Bf109 – Vorflügel
Die Vorflügel der 109 waren möglicherweise ein technisches Zugeständnis an die Ausschreibungsbedingungen
des RLM.
Der neue Jäger sollte schnell sein, dabei geringe Start- und Landegeschwindigkeiten aufweisen.
Um schnell zu sein, nur so konnte man die Konkurrenz ausschalten, verwendete man einen Flügel mit geringer Oberfläche (weniger umströmte Masse).
Bei Start und Landung vergrößert sich die Flügel-Oberfläche durch das Ausfahren der Vorflügel, das geschieht geschwindigkeitsabhängig und automatisch bei ca. 200km/h.
So kann man bei geringerer Geschwindigkeit starten und landen (kürzere Start- und Landestrecke).
Bei steigender Geschwindigkeit, also bei höher werdendem Luftwiderstand, werden die Vorflügel über Rollenlager nach hinten an die Flügelkante gedrückt, der Flügel wird zwangsläufig kleiner und man kann schneller fliegen.
Bei fallender Geschwindigkeit, also bei niedriger werdendem Luftwiderstand, werden die Vorflügel durch ihr Gewicht von der Flügelkante nach vorn bewegt, der Flügel wird vergrößert, die Wölbung der Tragflächen/Sogwirkung verstärkt, der Auftrieb erhöht sich und man kann langsamer fliegen.
Unter damaligen Einsatzbedingungen, erwies sich die automatisch ausfahrende Vorflügelkonstruktion sehr oft als störend.
Wenn nicht, sogar als gefährlich!
Man konnte die Flugfiguren vorausfliegender Flugzeuge oft nicht nachfliegen.
Die Verwirbelungen die beim Hinterherfliegen entstanden, beeinflussten das Ausfahren der Vorflügel.
Die Flugstabilität der 109 litt sehr darunter!
Einige Beispiele:
1. Die Vorflügel fahren nicht gleichzeitig aus, was oft zu einem instabilen Flugzustand führt!
Das kann mit der Anströmung durch den Propeller zusammenhängen.
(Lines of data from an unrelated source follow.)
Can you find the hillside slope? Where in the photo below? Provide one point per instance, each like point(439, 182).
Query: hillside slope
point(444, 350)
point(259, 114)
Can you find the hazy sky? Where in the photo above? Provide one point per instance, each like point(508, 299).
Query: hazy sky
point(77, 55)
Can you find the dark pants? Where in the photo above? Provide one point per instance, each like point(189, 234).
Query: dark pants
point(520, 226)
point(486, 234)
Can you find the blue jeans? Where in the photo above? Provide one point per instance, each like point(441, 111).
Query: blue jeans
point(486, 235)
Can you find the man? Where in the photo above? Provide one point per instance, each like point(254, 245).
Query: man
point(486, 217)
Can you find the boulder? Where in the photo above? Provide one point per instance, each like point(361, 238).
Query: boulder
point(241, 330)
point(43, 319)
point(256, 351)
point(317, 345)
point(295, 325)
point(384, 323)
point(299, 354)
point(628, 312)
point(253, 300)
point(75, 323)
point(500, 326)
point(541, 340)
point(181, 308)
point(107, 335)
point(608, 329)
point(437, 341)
Vom Flugzeugführer aus gesehen, dreht der Propeller im Uhrzeigersinn
nach rechts.
Das bedeutet, dass die linke Tragfläche mit Vorflügel (das Propellerblatt bewegt sich auf dieser Seite nach oben), von unten stärker angeströmt wird.
Bei der rechten Tragfläche ist es umgekehrt (hier bewegt sich das Propellerblatt nach unten), sie wird von oben stärker angeströmt.
In diesem Moment wirken unterschiedliche Auftriebskräfte auf die beiden Tragflächen.
2. Wegen der automatischen Vorflügel ist die 109 nicht voll kunstflugtauglich!
So kann man mit ihr keinen Aufschwung oder Looping fliegen,
beides war / ist verboten.
Bei diesen Flugfiguren, fahren bei geringer werdender Geschwindigkeit, die Vorflügel aus und können abreissen.
Nach Eduard Kohl: Flugzeugführer und Fluglehrer im Krieg, mit großer Erfahrung auf Bf109 und FW190.
Der Aufschwung bei geringer Fahrt im Scheitelpunkt mit Vorflügel-Flugzeugen führt unmittelbar zum gefährlichen Flachtrudeln in Rückenlage.
Das Ausleiten aus diesem Flugzustand (negativer Auftrieb) zum Normalflug, gelingt nur aus entsprechender Höhe und mit großer Erfahrung.
3. Ein Problem, bedingt durch die automatisch ausfahrenden Vorflügel,
trat beim engen Kurven auf.
Der Innenflügel wurde so langsam, dass plötzlich bei diesem der Vorflügel schlagartig ausfuhr, der Flugzeugführer konnte darauf nicht reagieren,
die 109 machte eine unkontrollierte Rolle und der Gegner war weg.
Viele Alliierte Piloten kannten diese Schwäche der Messerschmitt und flogen diese engen Kurven, wenn es kritisch für sie wurde.
4. Von vielen ehemaligen Flugzeugführern oder Bordmechanikern wird berichtet, dass die Vorflügel der 109 oft mechanisch blockiert wurden, wodurch ein Ausfahren verhindert wurde.
Danach war sie kunstflugtauglicher. Die höheren Start- und Landegeschwindigkeiten nahm man gerne in Kauf, zumal die Feldflugplätze in der Regel so groß waren, dass es auf ein paar Meter mehr, bei
Start- bzw. Landestrecke, nicht ankam.